Quartet Records and Paramount Pictures are proud to present the world premiere release of Jerry Fielding’ masterful score for The Gambler.
Karel Reisz’s 1974 film The Gambler tells the story of Axel Freed (James Caan), a bright young literature professor with a severe gambling addiction who finds himself in deep water with the wrong people. As the film’s tagline puts it: “For $10,000 they break your arms. For $20,000 they break your legs. Axel Freed owes $44,000.” The narrative, which follows Axel as he careens from one crisis to the next, remains one of the most compelling and personal depictions of addiction ever committed to film—aided by an outstanding cast that includes Paul Sorvino, Lauren Hutton, Morris Carnovsky and Jacqueline Brookes.

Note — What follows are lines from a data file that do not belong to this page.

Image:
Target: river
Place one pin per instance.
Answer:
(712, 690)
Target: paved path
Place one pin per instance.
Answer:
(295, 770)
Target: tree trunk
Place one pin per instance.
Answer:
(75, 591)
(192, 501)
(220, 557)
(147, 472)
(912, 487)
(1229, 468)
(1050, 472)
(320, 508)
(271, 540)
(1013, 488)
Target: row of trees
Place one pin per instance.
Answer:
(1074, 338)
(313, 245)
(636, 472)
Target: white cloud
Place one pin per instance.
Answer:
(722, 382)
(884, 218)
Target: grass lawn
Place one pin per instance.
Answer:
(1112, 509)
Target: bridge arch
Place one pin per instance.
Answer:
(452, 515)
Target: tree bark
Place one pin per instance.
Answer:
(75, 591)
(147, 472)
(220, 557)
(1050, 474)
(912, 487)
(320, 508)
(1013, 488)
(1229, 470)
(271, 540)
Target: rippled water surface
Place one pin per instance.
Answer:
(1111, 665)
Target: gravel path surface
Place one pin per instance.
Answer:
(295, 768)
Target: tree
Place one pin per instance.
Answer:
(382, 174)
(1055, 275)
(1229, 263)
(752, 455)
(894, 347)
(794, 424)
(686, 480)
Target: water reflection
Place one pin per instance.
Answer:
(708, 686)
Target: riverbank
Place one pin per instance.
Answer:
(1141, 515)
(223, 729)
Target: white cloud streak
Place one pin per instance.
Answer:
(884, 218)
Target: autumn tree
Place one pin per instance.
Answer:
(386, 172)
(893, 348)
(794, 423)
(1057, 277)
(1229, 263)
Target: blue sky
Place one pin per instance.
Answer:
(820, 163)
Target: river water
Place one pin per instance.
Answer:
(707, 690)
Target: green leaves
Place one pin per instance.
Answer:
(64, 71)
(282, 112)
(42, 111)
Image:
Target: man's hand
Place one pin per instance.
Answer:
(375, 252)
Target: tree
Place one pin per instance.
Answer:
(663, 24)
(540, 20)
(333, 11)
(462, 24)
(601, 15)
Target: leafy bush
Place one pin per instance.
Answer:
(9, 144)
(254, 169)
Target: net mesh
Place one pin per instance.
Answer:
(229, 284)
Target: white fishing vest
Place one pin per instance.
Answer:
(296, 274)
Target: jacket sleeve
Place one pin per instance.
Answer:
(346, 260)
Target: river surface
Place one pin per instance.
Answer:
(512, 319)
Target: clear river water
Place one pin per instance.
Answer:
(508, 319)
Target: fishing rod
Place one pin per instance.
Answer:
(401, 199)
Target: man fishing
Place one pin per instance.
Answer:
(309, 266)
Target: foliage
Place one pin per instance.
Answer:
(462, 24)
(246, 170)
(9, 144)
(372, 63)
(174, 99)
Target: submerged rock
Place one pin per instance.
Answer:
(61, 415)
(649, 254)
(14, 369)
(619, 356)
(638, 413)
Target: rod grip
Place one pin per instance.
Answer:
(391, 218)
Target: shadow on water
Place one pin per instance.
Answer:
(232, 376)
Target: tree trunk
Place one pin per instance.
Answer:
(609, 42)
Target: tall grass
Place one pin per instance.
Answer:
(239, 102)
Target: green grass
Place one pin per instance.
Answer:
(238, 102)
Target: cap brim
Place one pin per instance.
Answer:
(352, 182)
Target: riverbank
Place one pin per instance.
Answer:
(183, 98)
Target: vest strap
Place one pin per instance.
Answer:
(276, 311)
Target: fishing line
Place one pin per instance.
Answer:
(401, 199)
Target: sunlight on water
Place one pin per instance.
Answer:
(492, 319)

One of The Gambler’s most praised assets is its powerful orchestral score from composer Jerry Fielding. The character of Axel Freed (like screenwriter James Toback, who modeled the role after himself) has a passion for the music of Austrian composer Gustav Mahler (1860–1911), whose work is regarded by many as the apotheosis of the late-Romantic period. Fielding based almost his entire score on Mahler’s classic “Symphony No. 1 in D major” (also extracting material from the controversial Blumine movement). The symphony provided a broad range of material to work with, from darkly brooding and turbulent passages to incredibly beautiful, songlike melodies. Fielding brought his own distinctive voice to several cues, and also provided a wide variety of original source music. The resulting score is a fascinating and totally unique experience, described by the critics as “elegantly oppressive” (The New Yorker), “brilliant” (New York Magazine) and “excellent, making the point that a contemporary urban drama can be underscored to great effect without tinny transistor radio source excerpts or mickey-mouse rock riffs” (Variety).
This album represents the first release of the complete score that Fielding conceived for the film. (A suite of 20 minutes was previously released by Bay Cities on a 1992 album, part of a series dedicated to Fielding’s work.) For this edition, which runs 78 minutes, Quartet had access to tapes containing the recording sessions in stereo, vaulted in good condition in the Jerry Fielding collection at Brigham Young University (BYU). The package includes a 20-page full-color booklet, with liner notes and a track-by-track analysis by John Takis.